Paris planeja banir a partir do início de 2025 os veículos a diesel fabricados antes de 2011. Por outro lado – demonstrando a dificuldade de proibições de importação que afetam a indústria automobilística – esse regulamento deveria entrar em vigor já neste janeiro, porém a prefeitura não conseguiu fazer -lo passar.
Política ambiental ousada é marca registrada da prefeita Anne Hidalgo desde 2014
Desde que Hidalgo assumiu a carga, em 2014, uma política ambiental ousada tem caracterizado sua gestão. “Atualmente nos encontramos em meio a um processo de mudança.

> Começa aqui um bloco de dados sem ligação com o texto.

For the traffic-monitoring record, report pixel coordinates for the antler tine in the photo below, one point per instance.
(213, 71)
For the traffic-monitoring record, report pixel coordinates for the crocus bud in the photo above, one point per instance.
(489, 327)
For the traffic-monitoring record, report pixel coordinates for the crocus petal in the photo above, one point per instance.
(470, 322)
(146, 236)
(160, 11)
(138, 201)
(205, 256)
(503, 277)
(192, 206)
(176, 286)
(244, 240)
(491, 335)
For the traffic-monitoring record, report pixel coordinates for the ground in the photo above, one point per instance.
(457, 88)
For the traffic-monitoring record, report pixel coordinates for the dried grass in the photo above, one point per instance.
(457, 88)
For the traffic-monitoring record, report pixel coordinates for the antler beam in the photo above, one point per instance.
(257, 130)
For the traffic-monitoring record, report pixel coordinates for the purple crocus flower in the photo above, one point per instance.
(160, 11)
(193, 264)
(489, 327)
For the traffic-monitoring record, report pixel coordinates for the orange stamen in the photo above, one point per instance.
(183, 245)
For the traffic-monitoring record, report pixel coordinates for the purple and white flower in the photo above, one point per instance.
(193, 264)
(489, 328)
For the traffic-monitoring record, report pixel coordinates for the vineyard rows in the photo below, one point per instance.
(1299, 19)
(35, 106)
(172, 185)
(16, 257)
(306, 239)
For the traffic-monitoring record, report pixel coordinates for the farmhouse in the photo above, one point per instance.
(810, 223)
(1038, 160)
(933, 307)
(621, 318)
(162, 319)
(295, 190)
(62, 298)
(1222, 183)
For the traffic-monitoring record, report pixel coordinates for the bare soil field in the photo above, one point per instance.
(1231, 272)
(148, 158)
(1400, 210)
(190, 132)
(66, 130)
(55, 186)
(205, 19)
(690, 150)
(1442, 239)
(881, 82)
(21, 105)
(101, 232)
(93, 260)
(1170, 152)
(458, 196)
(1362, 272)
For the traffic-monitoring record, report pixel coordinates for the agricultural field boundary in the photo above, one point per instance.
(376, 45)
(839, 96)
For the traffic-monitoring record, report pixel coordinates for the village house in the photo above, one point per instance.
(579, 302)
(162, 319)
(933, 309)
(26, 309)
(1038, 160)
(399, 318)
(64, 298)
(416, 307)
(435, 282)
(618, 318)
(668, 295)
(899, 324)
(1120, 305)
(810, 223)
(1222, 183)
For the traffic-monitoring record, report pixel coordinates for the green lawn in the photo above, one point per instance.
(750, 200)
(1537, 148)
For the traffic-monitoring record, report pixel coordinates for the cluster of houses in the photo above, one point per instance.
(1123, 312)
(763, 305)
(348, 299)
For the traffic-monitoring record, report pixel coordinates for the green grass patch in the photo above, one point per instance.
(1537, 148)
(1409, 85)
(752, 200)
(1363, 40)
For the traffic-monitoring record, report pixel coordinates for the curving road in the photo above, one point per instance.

E o mais difícil nesta fase é que precisamos mudar nossos hábitos”, explicou numa entrevista televisiva, alguns anos atrás.
Apesar de, na sua desafortunada candidatura presidencial, há dois anos, ela só ter obtido menos de 2% dos votos, a estratégia tem beneficiado a política do Partido Socialista (PS), de centro-esquerda no nível local. Nas eleições presidenciais de 2020 sua coalizão rubro-verde deixou a concorrência para trás com facilidade.
Depois dos Jogos Olímpicos de 2024, marcados para julho, o limite de velocidade do movimento Boulevard Périphérique, que circunda a capital francesa, será limitado dos atuais 70 milhas para 50 milhas por hora. Mais um sinal de que, independente do resultado das urnas neste domingo, os motoristas parisienses podem se habituar a ter cada vez menos espaço de manobra.